Jetzt, Anfang Juli und immer noch in Südafrika, bin ich mehr als glücklich immer noch hier zu sein. Ohne den Lockdown hätte ich wohl nie erfahren, wie man durch das Ansetzen von Ananasbier selbst zum südafrikanischen Braumeister werden kann, wie ein traditionell gekochter afrikanischer Schweinekopf schmeckt oder, dass das Gym im sechsten Stock nicht nur für den Meerblick gut ist. Den viel engeren Kontakt zu Einheimischen seit Beginn von Corona würde ich keinesfalls missen wollen.

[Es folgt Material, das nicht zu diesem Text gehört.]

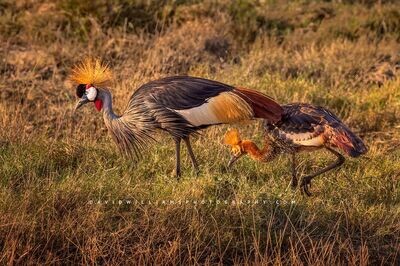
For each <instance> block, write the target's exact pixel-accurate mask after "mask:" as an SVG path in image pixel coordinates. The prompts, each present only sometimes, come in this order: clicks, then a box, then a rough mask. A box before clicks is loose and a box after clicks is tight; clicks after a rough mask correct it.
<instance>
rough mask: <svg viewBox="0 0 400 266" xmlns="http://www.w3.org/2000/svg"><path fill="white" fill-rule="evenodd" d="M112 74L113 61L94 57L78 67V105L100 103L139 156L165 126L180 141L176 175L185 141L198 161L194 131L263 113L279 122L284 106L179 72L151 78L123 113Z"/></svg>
mask: <svg viewBox="0 0 400 266" xmlns="http://www.w3.org/2000/svg"><path fill="white" fill-rule="evenodd" d="M110 76H111V73H109V69H108V68H107V66H104V65H102V64H101V63H100V62H98V61H91V60H88V61H86V62H84V63H82V64H81V65H78V66H77V67H76V68H75V69H74V70H73V75H72V77H71V79H72V80H73V81H74V82H76V83H78V84H79V85H78V86H77V96H78V97H79V98H81V99H80V101H79V102H78V104H77V106H76V109H78V108H79V107H80V106H82V105H83V104H86V103H88V102H94V104H95V107H96V108H97V110H99V111H102V112H103V118H104V122H105V124H106V127H107V128H108V130H109V132H110V134H111V136H112V138H113V140H114V141H115V143H116V144H117V146H118V148H119V150H120V151H121V152H122V154H124V155H126V156H128V157H131V158H133V159H137V158H139V157H140V154H141V151H142V150H143V149H145V148H146V145H147V144H148V143H149V142H151V141H152V140H154V133H155V132H156V131H157V130H162V131H165V132H167V133H169V134H170V135H171V136H172V138H173V139H174V141H175V148H176V165H175V174H176V175H177V176H179V175H180V173H181V172H180V143H181V141H182V140H183V141H184V142H185V144H186V146H187V148H188V152H189V156H190V158H191V161H192V164H193V167H194V169H195V170H196V171H198V165H197V162H196V159H195V156H194V153H193V151H192V148H191V145H190V141H189V136H190V135H191V134H193V133H195V132H197V131H198V130H199V129H203V128H206V127H208V126H211V125H218V124H226V123H234V122H238V121H242V120H248V119H253V118H262V119H266V120H267V121H270V122H271V123H275V122H277V121H279V120H280V119H281V116H282V113H283V109H282V107H281V106H280V105H279V104H278V103H276V102H275V101H274V100H272V99H271V98H269V97H268V96H266V95H264V94H262V93H260V92H257V91H254V90H249V89H244V88H236V87H233V86H230V85H227V84H224V83H220V82H217V81H212V80H208V79H203V78H197V77H190V76H173V77H167V78H163V79H159V80H155V81H151V82H149V83H146V84H144V85H142V86H141V87H140V88H138V89H137V90H136V91H135V92H134V93H133V94H132V96H131V97H130V99H129V101H128V105H127V107H126V109H125V111H124V112H123V114H122V115H120V116H119V115H116V114H115V113H114V112H113V108H112V96H111V93H110V91H109V90H108V86H109V84H108V81H109V79H110Z"/></svg>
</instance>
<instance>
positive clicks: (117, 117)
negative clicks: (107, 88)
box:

Viele, mittlerweile enge Freundschaften und ein viel näherer Bezug zu afrikanischen Lebensgewohnheiten und Sichtweisen auf die Welt sind in den letzten Wochen und Monaten entstanden. Auch kulinarisch konnten wir uns schon mit den Südafrikanern austauschen. Afrikanisches Essen (Spoiler: meist Fleisch) vs. schwäbische Käsespätzle. Wie so oft, klingt alles immer ein bisschen schlimmer als es wirklich ist.

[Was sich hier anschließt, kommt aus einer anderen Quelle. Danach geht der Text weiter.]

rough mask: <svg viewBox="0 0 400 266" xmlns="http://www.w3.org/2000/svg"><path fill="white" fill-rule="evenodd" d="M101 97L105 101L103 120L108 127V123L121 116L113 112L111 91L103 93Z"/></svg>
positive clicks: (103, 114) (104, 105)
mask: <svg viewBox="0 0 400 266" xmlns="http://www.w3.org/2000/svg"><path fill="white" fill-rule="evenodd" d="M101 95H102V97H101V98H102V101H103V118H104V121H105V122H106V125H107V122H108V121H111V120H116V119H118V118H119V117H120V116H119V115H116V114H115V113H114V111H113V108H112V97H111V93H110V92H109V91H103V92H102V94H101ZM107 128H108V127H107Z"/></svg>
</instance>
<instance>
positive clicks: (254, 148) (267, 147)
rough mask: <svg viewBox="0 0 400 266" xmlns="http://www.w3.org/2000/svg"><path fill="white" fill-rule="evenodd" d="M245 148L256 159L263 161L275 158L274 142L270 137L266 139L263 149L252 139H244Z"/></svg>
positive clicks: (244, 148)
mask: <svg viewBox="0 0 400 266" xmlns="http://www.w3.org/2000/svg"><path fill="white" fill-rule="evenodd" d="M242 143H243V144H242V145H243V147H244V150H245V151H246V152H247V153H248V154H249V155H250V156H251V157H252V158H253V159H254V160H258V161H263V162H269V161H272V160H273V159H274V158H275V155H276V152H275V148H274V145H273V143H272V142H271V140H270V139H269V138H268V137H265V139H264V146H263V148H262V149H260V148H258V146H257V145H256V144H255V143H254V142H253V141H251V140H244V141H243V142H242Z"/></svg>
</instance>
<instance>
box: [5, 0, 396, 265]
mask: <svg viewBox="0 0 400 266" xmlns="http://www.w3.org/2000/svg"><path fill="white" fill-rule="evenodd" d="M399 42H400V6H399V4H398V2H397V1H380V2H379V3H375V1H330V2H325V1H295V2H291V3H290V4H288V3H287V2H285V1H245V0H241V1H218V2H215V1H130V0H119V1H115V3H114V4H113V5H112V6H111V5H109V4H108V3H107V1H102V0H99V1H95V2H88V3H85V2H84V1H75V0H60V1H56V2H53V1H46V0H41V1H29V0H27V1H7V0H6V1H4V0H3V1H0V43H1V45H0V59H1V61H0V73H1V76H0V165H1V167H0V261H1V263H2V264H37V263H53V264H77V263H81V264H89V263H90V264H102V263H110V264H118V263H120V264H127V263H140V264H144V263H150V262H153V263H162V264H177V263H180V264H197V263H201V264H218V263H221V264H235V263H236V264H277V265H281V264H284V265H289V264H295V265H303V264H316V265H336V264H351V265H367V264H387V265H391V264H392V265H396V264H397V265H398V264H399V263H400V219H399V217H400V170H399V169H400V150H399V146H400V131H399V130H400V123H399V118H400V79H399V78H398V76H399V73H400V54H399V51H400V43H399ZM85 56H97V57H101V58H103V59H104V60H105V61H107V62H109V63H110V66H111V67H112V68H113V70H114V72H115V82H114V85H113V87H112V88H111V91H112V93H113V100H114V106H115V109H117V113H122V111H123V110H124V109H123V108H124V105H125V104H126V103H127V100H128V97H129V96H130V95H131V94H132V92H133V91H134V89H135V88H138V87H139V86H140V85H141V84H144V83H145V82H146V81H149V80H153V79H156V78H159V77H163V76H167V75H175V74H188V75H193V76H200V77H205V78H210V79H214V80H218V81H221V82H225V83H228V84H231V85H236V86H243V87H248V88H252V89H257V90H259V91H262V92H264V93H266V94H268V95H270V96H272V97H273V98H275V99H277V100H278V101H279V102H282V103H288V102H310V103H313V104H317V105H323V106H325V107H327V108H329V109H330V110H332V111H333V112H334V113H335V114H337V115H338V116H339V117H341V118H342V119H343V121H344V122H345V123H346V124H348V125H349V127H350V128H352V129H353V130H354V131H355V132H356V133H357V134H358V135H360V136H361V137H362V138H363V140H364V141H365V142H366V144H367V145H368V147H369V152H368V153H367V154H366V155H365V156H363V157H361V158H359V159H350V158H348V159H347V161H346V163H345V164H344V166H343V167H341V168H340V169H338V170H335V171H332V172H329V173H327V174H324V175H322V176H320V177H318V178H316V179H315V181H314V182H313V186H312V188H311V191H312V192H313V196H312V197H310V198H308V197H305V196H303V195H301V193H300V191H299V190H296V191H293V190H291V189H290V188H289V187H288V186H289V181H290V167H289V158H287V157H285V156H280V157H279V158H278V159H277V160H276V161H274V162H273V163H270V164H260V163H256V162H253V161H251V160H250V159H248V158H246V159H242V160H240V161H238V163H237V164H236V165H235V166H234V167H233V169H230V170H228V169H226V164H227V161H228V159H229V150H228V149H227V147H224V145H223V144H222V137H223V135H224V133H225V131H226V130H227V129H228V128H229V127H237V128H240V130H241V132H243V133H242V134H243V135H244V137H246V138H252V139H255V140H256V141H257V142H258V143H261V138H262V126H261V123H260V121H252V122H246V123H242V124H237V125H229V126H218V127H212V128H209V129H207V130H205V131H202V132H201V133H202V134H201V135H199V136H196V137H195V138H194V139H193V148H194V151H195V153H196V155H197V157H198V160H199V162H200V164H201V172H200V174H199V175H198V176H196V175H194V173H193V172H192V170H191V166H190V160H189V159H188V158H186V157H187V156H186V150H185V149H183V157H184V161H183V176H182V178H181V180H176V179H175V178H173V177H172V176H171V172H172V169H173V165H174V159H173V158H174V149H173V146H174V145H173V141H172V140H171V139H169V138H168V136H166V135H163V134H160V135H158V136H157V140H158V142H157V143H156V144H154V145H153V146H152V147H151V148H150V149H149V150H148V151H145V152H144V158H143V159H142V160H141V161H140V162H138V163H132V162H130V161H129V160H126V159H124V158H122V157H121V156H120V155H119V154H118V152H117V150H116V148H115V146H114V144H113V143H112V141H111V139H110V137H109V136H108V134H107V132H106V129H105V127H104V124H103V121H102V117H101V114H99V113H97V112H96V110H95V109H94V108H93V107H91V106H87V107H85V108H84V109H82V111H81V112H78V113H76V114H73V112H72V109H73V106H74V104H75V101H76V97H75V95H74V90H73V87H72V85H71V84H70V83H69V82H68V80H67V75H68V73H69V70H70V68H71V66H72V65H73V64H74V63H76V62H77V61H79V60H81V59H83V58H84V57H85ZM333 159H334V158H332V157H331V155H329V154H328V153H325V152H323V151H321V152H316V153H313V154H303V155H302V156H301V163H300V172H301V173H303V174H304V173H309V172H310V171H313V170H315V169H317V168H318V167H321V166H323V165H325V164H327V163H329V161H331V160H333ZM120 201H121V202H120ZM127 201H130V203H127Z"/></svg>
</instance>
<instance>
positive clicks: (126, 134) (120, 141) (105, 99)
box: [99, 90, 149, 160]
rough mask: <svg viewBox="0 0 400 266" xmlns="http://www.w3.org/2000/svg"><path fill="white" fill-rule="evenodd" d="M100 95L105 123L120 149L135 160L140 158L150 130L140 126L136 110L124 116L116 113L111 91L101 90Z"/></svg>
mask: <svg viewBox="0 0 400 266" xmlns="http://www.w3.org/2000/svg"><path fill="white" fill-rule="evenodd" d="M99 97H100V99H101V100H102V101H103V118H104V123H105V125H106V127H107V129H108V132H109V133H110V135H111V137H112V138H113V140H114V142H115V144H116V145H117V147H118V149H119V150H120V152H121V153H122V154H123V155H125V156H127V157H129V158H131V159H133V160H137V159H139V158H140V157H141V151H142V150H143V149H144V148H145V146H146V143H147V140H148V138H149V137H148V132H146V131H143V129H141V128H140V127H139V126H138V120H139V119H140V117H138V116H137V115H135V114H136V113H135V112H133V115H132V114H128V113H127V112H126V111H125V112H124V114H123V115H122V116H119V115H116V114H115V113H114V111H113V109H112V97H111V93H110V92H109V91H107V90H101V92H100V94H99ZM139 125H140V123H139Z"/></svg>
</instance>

Wie lange das aktuelle Semester geht, hängt individuell von jedem einzelnen Modul ab - bei meinen allesamt baubezogenen Fächern wird das Semesterende gegen Ende Juli/ Anfang August prophezeit. Das ohnehin höhere Arbeitspensum verglichen mit einem Semester an der HFT wurde durch den Corona-Einschnitt nicht gerade vereinfacht. Der Großteil ist froh, wenn das Online-Semester zu Ende ist und sehnt sich wieder nach regulärem Uni-Betrieb. Und tatsächlich: Seit Anfang Juni, seit das Land sich in Lockdown Level 3 befindet, werden schrittweise 33% aller Studierenden wieder auf den Campus zurückgerufen, vorrangig Pathway 2-Learner und Final-Year-Students.
Aufgrund der Winterzeit sind die Tage derzeit sehr viel kürzer als zu Beginn des Semesters, worüber man bei milden Wintertemperaturen bis zu 25 Grad in Port Elizabeth aber hinwegsehen kann. Zwischen Hausarbeiten & Tests für die NMU und vorgezogenen Fächern an der HFT, lässt der Corona-Alltag nun auch wieder kleine Tagesausflüge zu. Neben dem Meditieren habe ich das Surfen als neues Hobby für mich entdeckt, was mich nicht zuletzt für den Start der neuen Kreisliga-Saison für den TSV 3 meines Heimatvereins fit hält.
Bei aller Euphorie: Mit Blick auf die immer noch stark steigende Zahl der positiven Corona-Fälle, stehen dem Land schwere Wochen und Monate bevor. Die erst kürzlich wieder verhängte nächtliche Ausgangssperre und das erneute Alkoholverkaufsverbot sind die Antwort der Regierung auf den angekündigten Höhepunkt der Pandemie. An allen weiteren Lockerungen wurde festgehalten, vor allem aus wirtschaftlichen Gründen. Bis in Südafrika wieder Normalität einkehrt, wird es wohl noch eine lange Zeit dauern.
Der ursprüngliche Plan der Reise wird so nicht funktionieren, das steht fest. Dennoch hält mich nichts davon ab, immer noch unglaublich wertvolle Erinnerungen zu sammeln und einzigartige Momente zu erleben. Die Zeit meines Auslandsaufenthaltes wird mich mein Leben lang prägen. Trotz oder vielleicht sogar gerade wegen Corona. Von wo aus auch immer mein Rückflug gehen wird: Am Ende des Tages wird ein großes Stück Dankbarkeit mit zurück nach Deutschland fliegen.